Sur le coup, je peux te dire que j'en ai sacrément voulu à mon métabolisme. Un vrai boulet celui là. Non seulement il n'était pas fichu de brûler correctement mes graisses mais en plus il était carrément réfractaire à ce qui était censé me transformer en Kelly Capwell - ouais ça va hein, te moque pas, en 1986, Sex and the city ça n'existait pas.

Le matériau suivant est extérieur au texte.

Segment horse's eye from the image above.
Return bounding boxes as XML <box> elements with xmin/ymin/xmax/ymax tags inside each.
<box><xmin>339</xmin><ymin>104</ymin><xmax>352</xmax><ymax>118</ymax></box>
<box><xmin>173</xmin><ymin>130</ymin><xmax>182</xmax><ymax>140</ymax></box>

20 ans après, mon métabolisme est toujours aussi mou du genou. Mais tu vois, je le remercie, le bougre. Limite je l'épouserais si je n'étais pas déjà mariée. Parce que depuis, l'Isoméride a été retiré de la vente. Beh oui, le labo, il n'avait pas prévu que sa pilule miracle causerait des dommages irréversibles sur certains patients. Pas une bête allergie hein. Non, juste la destruction des poumons et du coeur. 40 morts en France. 150 000 victimes plus ou moins gravement touchées dans le monde. La boulette, quoi.
Pourquoi je raconte tout ça ?
Parce que vendredi, j'ai lu une dépêche AFP qui avertissait que des scientifiques dénoncent les effets dangeureux des trois médicaments actuellement mis sur le marché pour maigrir. A priori ils déclencheraient chez certains de graves dépressions nerveuses assorties de pulsions suicidaires. Cerise sur le verre d'eau qui déborde: aucun ne permettrait de perdre plus de 4 ou cinq kilos. Moi je dis, merci. Non seulement tu ne maigris pas mais en plus t'as envie de te flinguer. Tout ça en plus sans être remboursée, en général. Et en te chiant dessus parce que sur ces trois là, un au moins a pour effet de te donner envie de faire popo (copyright Sonia) toutes les trois secondes.
Bon ben voilà, je crois que c'est tout, si tu as encore envie de te foutre en l'air tout en engraissant des labos qui pendant ce temps là n'essaient surtout pas de trouver un vaccin au paludisme parce que forcément, les gros ça rapporte plus que les noirs, c'est ton problème. Moi j'aurai essayé.
Edit: Si vous avez envie de commenter, mettez des astérisques aux noms des médocs parce que mon copain l'antispam, sinon, il va péter une durite.
Edit2: J'avais écrit une nouvelle sur ce thème là. C'était assez "noir c'est noir", mais si ça vous intéresse, je vous la mettrai en ligne.
Edit3: Je sais, la photo n'a pas grand chose à voir si ce n'est que ça évoque la médecine. Mais si t'as une meilleure idée tu me dis hein !
Edit4: Merci pour tous vos gentils mots de ces derniers jours.